Energy and vitality
How answering 4 short questions made me a bit smarter
Today is a good day. As soon as the alarm clock rings I’m wide awake and I feel wellrested and full of energy. I’m in a good mood as I enter the bathroom and then sit down for breakfast. On the way to work, I make great time on my bicycle and with very little effort, set a new record. As everything at work happens seemingly effortlessly, I take some time to reflect. “What a great day!” In high spirits, I set a date in the evening to get a beer with a good friend. The alarm clock will still ring early tomorrow, but hey, what does it matter? You only live once!
And the alarm clock goes off early the next morning...
“Oh, damn it, I have to get up.” Exhausted, I drag myself to the bathroom and look at the hollow-eyed person staring back at me from the mirror. Remembering the previous day I feel even more wretched, and I search desperately for the energy that made yesterday seem so incredibly simple.
As I take my first sip of coffee, my curiosity is piqued, and I ask myself...
- ...Where does energy actually come from?
- ..How is my energy used?
- ...How high are my daily energy needs?
- ...Which foods are best suited for covering my energy needs?
Since, compared to last night, I’m simply too lazy to search for answers on the Internet, I write an email to my friend Paul. After all, as a sports scientist, he should know about these things! Here are his responses:
Where does energy actually come from?
Well, macronutrients from foods such as carbohydrates, fats, and proteins,(as well as alcohol) are metabolized into forming energy-rich compounds such as ATP (adenosine triphosphate), which are then available for physical and mental activity.
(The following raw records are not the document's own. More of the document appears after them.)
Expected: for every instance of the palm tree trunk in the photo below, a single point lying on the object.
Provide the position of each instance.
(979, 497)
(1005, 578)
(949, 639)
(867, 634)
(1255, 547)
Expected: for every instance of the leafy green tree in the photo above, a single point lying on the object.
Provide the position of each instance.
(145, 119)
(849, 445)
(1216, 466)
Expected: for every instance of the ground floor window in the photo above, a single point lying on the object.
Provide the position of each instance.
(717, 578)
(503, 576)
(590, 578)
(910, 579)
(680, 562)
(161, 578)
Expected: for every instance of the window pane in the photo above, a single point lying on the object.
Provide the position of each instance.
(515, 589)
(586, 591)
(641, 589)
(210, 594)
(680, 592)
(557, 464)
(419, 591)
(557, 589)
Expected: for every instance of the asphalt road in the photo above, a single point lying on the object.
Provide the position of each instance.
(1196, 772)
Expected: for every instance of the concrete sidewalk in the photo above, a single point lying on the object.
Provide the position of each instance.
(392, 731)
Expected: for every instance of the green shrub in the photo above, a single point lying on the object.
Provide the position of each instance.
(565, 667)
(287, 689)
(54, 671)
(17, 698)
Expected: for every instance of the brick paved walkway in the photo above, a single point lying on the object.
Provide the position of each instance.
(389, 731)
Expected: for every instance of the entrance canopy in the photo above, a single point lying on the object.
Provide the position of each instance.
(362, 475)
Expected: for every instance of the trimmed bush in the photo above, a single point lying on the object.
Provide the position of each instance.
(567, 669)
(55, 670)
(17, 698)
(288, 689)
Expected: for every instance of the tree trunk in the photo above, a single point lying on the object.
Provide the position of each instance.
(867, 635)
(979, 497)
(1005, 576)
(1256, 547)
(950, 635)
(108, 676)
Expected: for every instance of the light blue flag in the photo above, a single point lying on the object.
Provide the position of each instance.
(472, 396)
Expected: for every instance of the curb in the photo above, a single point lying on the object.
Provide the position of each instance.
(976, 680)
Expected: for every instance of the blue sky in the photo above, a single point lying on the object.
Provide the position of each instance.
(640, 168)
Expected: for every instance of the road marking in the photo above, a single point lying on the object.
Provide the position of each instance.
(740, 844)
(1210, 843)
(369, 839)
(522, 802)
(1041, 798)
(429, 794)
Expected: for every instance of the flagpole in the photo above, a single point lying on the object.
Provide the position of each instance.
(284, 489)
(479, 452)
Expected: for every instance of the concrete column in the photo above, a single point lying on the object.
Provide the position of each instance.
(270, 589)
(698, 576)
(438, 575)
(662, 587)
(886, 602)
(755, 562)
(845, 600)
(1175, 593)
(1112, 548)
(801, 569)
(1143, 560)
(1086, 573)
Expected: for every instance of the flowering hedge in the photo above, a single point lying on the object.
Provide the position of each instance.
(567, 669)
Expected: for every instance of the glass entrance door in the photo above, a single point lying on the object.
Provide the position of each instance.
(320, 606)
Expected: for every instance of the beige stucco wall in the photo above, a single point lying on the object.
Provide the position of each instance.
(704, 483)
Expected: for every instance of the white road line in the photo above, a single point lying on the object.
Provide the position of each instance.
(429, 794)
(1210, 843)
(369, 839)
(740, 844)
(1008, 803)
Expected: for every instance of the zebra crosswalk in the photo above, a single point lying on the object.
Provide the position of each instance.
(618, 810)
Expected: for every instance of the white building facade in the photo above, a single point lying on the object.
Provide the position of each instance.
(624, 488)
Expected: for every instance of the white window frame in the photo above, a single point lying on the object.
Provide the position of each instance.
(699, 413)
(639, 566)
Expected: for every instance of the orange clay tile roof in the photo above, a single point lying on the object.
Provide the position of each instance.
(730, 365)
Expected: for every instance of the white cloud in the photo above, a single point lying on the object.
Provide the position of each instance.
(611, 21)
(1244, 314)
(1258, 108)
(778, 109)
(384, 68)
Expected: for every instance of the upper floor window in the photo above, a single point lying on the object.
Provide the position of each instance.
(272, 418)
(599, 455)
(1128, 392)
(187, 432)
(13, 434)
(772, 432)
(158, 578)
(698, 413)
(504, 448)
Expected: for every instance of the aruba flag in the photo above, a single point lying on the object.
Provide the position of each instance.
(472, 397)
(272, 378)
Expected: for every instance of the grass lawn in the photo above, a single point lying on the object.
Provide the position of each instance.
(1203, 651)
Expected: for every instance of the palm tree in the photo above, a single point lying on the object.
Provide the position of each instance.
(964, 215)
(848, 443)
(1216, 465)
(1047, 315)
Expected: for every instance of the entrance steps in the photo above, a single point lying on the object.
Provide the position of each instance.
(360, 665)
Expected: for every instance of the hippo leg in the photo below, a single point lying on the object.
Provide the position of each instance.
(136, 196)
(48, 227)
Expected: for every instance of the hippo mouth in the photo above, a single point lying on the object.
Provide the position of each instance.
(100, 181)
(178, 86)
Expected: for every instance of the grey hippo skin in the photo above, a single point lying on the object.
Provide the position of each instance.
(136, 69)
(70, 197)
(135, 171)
What is my energy used for?
Basically for almost everything. For example:
- Getting up, brushing your teeth, speaking, working, etc.
In more scientific terms:
- For maintaining body temperature,
- For regulating metabolic processes,
- For movement, and
- For creating and renewing the body’s essential components such as cells.
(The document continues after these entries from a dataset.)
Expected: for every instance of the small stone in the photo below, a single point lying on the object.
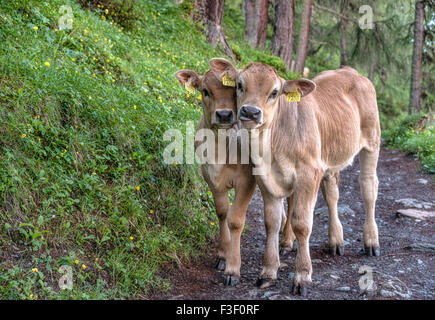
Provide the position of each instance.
(416, 214)
(268, 294)
(386, 293)
(344, 289)
(422, 247)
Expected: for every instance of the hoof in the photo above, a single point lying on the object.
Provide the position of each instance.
(300, 289)
(220, 264)
(264, 283)
(231, 280)
(336, 250)
(286, 251)
(372, 251)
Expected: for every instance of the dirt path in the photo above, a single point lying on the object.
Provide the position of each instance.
(405, 269)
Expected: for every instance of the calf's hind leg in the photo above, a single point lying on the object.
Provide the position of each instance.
(288, 237)
(329, 186)
(369, 190)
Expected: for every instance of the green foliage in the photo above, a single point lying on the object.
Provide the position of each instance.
(415, 135)
(82, 177)
(121, 12)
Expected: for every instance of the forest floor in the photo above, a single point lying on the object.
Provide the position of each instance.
(405, 269)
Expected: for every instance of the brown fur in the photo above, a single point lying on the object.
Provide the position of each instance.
(311, 141)
(223, 177)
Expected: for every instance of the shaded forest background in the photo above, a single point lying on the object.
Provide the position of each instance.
(83, 110)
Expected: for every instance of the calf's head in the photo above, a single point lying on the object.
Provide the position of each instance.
(218, 101)
(258, 88)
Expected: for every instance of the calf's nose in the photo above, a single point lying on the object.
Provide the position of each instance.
(249, 113)
(224, 116)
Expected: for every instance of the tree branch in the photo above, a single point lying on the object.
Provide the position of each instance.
(335, 13)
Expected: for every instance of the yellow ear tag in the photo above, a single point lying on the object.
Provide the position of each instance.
(188, 86)
(226, 81)
(294, 96)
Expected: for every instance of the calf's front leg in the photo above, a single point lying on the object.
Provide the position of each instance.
(236, 222)
(222, 204)
(272, 220)
(302, 223)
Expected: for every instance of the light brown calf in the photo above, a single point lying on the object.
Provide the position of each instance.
(310, 141)
(219, 112)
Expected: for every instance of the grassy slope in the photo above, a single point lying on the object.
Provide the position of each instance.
(82, 180)
(82, 115)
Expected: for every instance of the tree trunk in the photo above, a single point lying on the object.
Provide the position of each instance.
(303, 37)
(343, 43)
(213, 11)
(262, 17)
(250, 25)
(372, 66)
(283, 33)
(416, 73)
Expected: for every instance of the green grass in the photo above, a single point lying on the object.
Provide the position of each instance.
(416, 137)
(82, 117)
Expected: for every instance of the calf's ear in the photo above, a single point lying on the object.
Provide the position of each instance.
(304, 86)
(220, 67)
(188, 77)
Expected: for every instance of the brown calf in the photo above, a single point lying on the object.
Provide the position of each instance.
(219, 112)
(331, 119)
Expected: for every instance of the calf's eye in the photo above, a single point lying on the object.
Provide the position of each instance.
(273, 94)
(239, 86)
How high are my daily energy requirements?
This varies from person to person. In addition to body weight and age, energy needs are primarily based on one’s daily activity (e.g. professional occupation, leisure activities, regular athletic endeavors). . For an approximate calculation, you should multiply your resting energy consumption (in kcal/day) by the PAL value (as a measure of physical activity). This will yield your energy needs in kilocalories (kcal) or kilojoules (kJ).
If you consume less energy than your daily requirement, this is known as a “negative energy balance.” This balance becomes important if you want to lose weight. However, this process is often associated with fatigue or lethargy.
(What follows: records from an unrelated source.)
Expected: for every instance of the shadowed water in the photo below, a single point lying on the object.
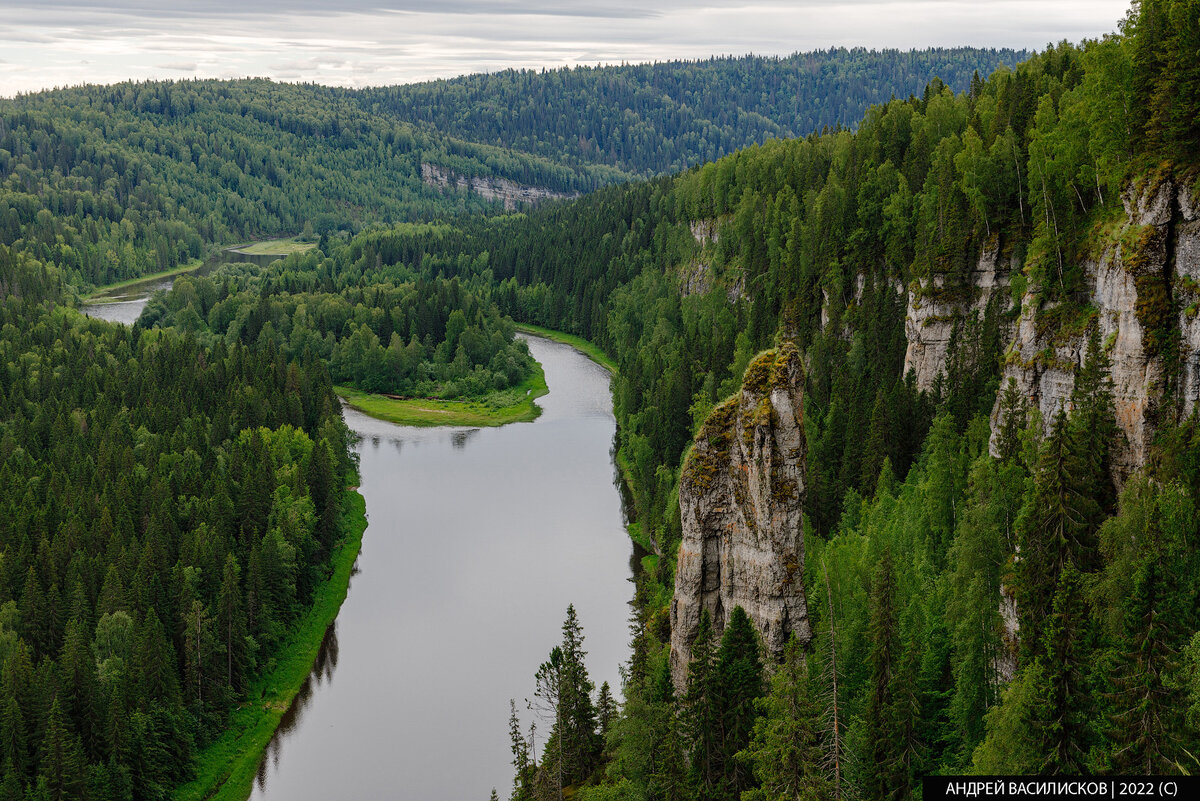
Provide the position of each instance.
(125, 305)
(478, 540)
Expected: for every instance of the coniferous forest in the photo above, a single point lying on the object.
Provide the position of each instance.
(995, 582)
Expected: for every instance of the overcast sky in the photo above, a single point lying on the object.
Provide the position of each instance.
(47, 43)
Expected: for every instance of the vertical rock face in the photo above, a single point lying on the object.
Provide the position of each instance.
(933, 312)
(510, 193)
(1158, 247)
(1187, 295)
(741, 499)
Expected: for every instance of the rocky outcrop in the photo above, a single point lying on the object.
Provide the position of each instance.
(697, 277)
(1187, 294)
(741, 498)
(1143, 282)
(510, 193)
(934, 308)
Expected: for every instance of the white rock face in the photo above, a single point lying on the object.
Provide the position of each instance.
(741, 499)
(1187, 296)
(510, 193)
(931, 313)
(1162, 222)
(697, 276)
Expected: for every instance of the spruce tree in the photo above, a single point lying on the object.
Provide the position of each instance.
(738, 684)
(1066, 730)
(61, 763)
(1056, 527)
(701, 718)
(881, 746)
(790, 750)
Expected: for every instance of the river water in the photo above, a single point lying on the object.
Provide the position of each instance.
(125, 305)
(477, 542)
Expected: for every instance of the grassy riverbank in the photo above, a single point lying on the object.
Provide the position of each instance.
(227, 768)
(154, 276)
(275, 247)
(496, 409)
(600, 357)
(579, 343)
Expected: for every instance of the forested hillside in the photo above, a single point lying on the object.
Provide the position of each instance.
(111, 182)
(171, 491)
(665, 116)
(1038, 227)
(388, 330)
(167, 510)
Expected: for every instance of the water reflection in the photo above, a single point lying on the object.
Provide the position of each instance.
(460, 439)
(125, 303)
(474, 554)
(322, 673)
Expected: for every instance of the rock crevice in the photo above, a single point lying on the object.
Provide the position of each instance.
(741, 498)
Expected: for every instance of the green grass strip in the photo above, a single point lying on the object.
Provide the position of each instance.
(496, 409)
(154, 276)
(226, 769)
(581, 344)
(275, 247)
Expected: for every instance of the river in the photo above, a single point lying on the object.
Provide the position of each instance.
(478, 541)
(125, 305)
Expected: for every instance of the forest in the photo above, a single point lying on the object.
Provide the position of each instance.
(382, 330)
(113, 182)
(167, 510)
(676, 114)
(911, 518)
(172, 492)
Which foods are suitable for covering my energy needs?
Depending on water or fat content, foods have various energy stores. A high content in water and fiber is equivalent to a low energy density, such as in fruits and vegetables. In contrast, processed foods and foods high in fat and carbohydrates are very energy-dense. This includes, for example, foods such as potatoes, sausage, or the tasty sandwich from the bakery around the corner.
An important note is that appropriate food selection is largely dependent on the type of daily physical activity. Thus, a construction worker needs a more nutritious diet than someone who works a sedentary desk job.
Now, somewhat more clever, I ruefully decide to take these valuable tips into account tomorrow. In the meantime, for today, there is only one solution: Hang in there!